Eye blink-based control in action. The system detects blink patterns in real time using webcam input.
Media control experience:
The system was tested with VLC, YouTube, and a local MP3 folder. It worked well with each of them. In external mode, the user could control the media by blinking while the player was active on the screen. In internal mode, the user could play or skip songs from a folder without touching the keyboard or mouse.

Figure 2. Plot of Eye Aspect Ratio (EAR) over time. Sharp drops in the graph represent eye blinks. Two quick dips signal a track skip, while three dips trigger a pause or play command. This shows how the system maps blink patterns to control actions.
🧩 What the Project Shows and What Comes Next
This project shows that media players can be controlled through eye movement and blinking without needing extra hardware. It uses a regular webcam, tracks facial points to locate the eyes, and measures how open or closed they are to decide if the user blinked on purpose. It works in two modes, letting users control apps like VLC or play music stored on the system.
The blink logic is simple. Two fast blinks move to the next song. Three blinks pause or resume playback. The system runs in real-time, responds quickly, and avoids reacting to normal eye movements. This keeps the interaction smooth.

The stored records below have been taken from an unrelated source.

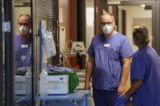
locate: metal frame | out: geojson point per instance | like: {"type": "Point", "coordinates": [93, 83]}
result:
{"type": "Point", "coordinates": [9, 55]}
{"type": "Point", "coordinates": [155, 18]}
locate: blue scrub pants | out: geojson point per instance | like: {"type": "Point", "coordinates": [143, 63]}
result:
{"type": "Point", "coordinates": [104, 97]}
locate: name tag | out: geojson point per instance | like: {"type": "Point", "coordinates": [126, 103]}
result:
{"type": "Point", "coordinates": [106, 45]}
{"type": "Point", "coordinates": [24, 46]}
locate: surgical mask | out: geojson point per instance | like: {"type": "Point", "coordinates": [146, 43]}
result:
{"type": "Point", "coordinates": [107, 29]}
{"type": "Point", "coordinates": [23, 30]}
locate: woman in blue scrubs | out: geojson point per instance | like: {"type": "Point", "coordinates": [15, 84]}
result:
{"type": "Point", "coordinates": [145, 73]}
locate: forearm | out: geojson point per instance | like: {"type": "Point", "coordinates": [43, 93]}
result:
{"type": "Point", "coordinates": [135, 86]}
{"type": "Point", "coordinates": [125, 72]}
{"type": "Point", "coordinates": [89, 71]}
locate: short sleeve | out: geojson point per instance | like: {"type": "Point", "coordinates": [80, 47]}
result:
{"type": "Point", "coordinates": [126, 49]}
{"type": "Point", "coordinates": [91, 49]}
{"type": "Point", "coordinates": [138, 67]}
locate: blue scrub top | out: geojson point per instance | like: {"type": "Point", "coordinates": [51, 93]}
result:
{"type": "Point", "coordinates": [23, 52]}
{"type": "Point", "coordinates": [146, 66]}
{"type": "Point", "coordinates": [108, 55]}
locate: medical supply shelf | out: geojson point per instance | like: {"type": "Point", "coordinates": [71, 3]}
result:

This approach can be useful for people who have limited movement, or for public systems where hands-free control is preferred. It can be made better by adding voice input, tracking head tilt for volume, or letting the eyes pick items from the screen.
The current setup already works without needing any training or calibration, and it stays accurate in most home lighting conditions. With some updates, it can be turned into a full-featured tool for daily use.
📚 References
- Soukupová, T., and Čech, J. (2016). Real-Time Eye Blink Detection Using Facial Landmarks. Proceedings of the 21st Computer Vision Winter Workshop.

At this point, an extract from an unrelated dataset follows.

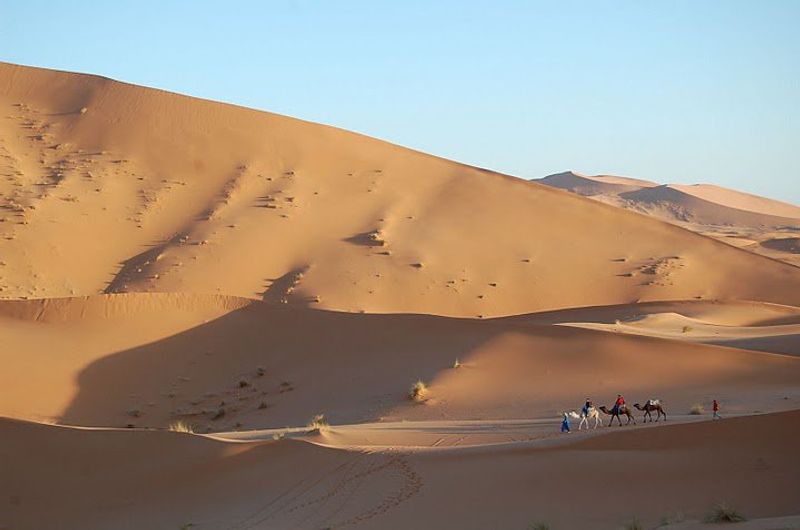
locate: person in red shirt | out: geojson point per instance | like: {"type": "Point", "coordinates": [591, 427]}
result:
{"type": "Point", "coordinates": [619, 403]}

- Kazemi, V., and Sullivan, J. (2014). One Millisecond Face Alignment with an Ensemble of Regression Trees. IEEE Conference on Computer Vision and Pattern Recognition, pp. 1867–1874.
- OpenCV. Open Source Computer Vision Library. https://opencv.org/
- Dlib C++ Library. Machine Learning Toolkit. http://dlib.net/
- PyAutoGUI. Cross-platform GUI Automation. https://pyautogui.readthedocs.io/en/latest/
- Pygame Documentation. Mixer Module. https://www.pygame.org/docs/ref/mixer.html
- CS50 AI Course. Harvard University. https://cs50.harvard.edu/ai/
💾 Code and Project Files
The full source code for the gaze-controlled media player is available on GitHub. It includes the blink detection scripts, MP3 playback mode, external media control, and setup instructions. You can test it using any standard webcam and a folder with MP3 files.

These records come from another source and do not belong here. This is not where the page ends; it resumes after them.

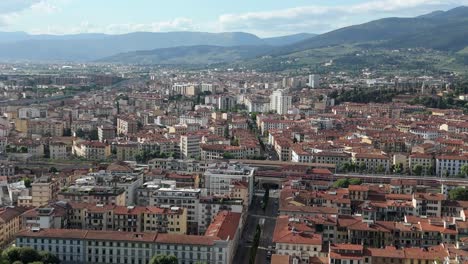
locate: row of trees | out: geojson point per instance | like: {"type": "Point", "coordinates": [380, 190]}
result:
{"type": "Point", "coordinates": [344, 183]}
{"type": "Point", "coordinates": [15, 255]}
{"type": "Point", "coordinates": [398, 168]}
{"type": "Point", "coordinates": [146, 155]}
{"type": "Point", "coordinates": [360, 167]}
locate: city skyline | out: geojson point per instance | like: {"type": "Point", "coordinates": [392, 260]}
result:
{"type": "Point", "coordinates": [263, 18]}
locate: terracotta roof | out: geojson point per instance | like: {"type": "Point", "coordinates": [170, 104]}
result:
{"type": "Point", "coordinates": [294, 233]}
{"type": "Point", "coordinates": [186, 239]}
{"type": "Point", "coordinates": [224, 225]}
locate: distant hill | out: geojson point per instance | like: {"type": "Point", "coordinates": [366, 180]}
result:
{"type": "Point", "coordinates": [192, 55]}
{"type": "Point", "coordinates": [438, 30]}
{"type": "Point", "coordinates": [19, 46]}
{"type": "Point", "coordinates": [290, 39]}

🔗 GitHub Repository: github.com/AbhishekTyagi404/gaze-media-player
The repository includes:
- Python scripts for blink-based control
- MP3 player mode using Pygame
- External control mode using PyAutoGUI
- Sample media folder setup
- Instructions for installing dependencies and running the app
The project runs best on a system with at least 8 GB RAM and a webcam that can deliver 25 or more frames per second.